How can we serialize access to that "other buffer" if we have multiple signals arriving in multiple threads?
Can't you protect the buffer with a mutex? You would presumably have to
prevent deadlock by a signal arriving while the mutex is held, but you
can do that by blocking signals around the critical sections. Or is
this what you meant by the pthread_mutex implementation that only works
on MacOS X?
I didn't say that it didn't work anywhere else; I only tried it on Mac OS X, and it works there; it might work elsewhere, too, but documentation I found online tells me that the pthread_mutex_* functions may *never* be called from signal handlers. I'm sure there are systems where it'll fail.
1) the currently implemented method - resending every signal to the thread that does select() - works, but readline interferes with this.
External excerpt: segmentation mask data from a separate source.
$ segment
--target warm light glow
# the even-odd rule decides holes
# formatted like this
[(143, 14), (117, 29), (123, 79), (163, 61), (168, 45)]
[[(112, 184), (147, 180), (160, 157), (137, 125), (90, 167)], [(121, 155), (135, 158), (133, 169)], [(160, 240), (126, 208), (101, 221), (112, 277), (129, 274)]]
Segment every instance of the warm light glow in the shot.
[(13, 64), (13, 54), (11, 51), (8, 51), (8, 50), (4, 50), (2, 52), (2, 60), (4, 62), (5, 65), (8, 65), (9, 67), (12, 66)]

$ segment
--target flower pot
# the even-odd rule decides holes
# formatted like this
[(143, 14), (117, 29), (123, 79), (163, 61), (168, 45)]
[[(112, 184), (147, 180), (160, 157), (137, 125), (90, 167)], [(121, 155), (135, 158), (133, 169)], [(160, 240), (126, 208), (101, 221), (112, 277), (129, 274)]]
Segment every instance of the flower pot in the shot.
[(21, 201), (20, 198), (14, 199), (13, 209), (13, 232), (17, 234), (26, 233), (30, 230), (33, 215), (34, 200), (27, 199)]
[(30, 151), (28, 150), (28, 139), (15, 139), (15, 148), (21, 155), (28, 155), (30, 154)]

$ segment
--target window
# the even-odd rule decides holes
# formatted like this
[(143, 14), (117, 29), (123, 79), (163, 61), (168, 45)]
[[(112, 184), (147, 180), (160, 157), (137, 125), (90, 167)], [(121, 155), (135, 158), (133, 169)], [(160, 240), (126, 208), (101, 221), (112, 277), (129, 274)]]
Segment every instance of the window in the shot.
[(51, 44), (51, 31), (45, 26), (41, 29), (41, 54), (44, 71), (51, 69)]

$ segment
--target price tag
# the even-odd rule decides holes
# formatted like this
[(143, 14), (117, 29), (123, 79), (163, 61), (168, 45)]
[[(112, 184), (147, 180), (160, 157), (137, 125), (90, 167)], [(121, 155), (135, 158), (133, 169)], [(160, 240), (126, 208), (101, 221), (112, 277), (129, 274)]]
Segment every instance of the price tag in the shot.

2) using pthread_mutexes works on Mac OS X, but is not guaranteed to work anywhere else.
3) sending everything over a pipe - might work
4) using atomic increment operations to access a buffer - definitely works, but is there a platform-independent API for this?
With (4), you'd still have to block signals around critical sections in the scheduler which read the buffer, right?
Perhaps; we might get away with using the same atomic increment operations to read from the buffer.
Ad 3)
I'm really not sure what happens when two signal handlers try to write to the same pipe at the same time. Are multi-byte writes from separate threads atomic with respect to each other? They seem to be on Mac OS, but I'd prefer a written guarantee... But see 6) below.
I've got two more ideas:
5) Block signals everywhere but in the thread that currently runs Haskell code. Does not work on systems that don't support proper POSIX semantics, most notably all but very recent versions of Linux (the new Native Posix Thread Library for Linux is said to fix this).
6) Block signals everywhere but in the main thread. No problem even for older Linuxes; the problem of sending the data from the signal handler to the scheduler loop remains (they may be in different threads), but the pipe solution will definitely work because there won't be two signal handlers writing to the pipe at the same time.